Because of the different volume, taste/aroma, color and texture of the samples, we could not exclude the presence of a possible ingestive cephalic component of gall bladder emptying in these data. One thought for future studies would be to manufacture the new test samples as equal in volume/texture/flavor/color as possible. Cephalic effects could also help to explain the wide variation in time to maximum gall bladder volume change, which varied not just inter-subjects but also between study days. It is worth noting that in some of the experiments carried out the time to maximum gall bladder volume change was 65 min, indicating that the volume change could possibly have been greater at later times than the period investigated. The time period investigated is a limitation of this study, and it would be desirable in future studies to extend the monitoring time window to at least 120 min to fully capture the time course of the emptying of the gall bladder. Intravenous infusion of CCK48 could be used as a gall bladder emptying standard for comparison.

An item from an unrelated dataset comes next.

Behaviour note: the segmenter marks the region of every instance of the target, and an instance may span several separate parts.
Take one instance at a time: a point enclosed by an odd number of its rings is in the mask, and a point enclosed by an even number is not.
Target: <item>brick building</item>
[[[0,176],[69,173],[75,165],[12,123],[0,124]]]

In conclusion, various food ingredients are capable of inducing varying degrees of gall bladder emptying. Among the various food ingredients and actives tested here, fat and semi-skimmed milk induced the most profound volume changes. Fat showed the strongest effect, which correlated with plasma CCK levels. Improved knowledge of how to stimulate bile release using food ingredients will be useful to improve in vitro/in vivo correlation of bioavailability testing of hydrophobic drugs. It could improve performance of cholesterol-lowering plant stanol and sterol products and possibly aid understanding of some cholesterol gallstone disease.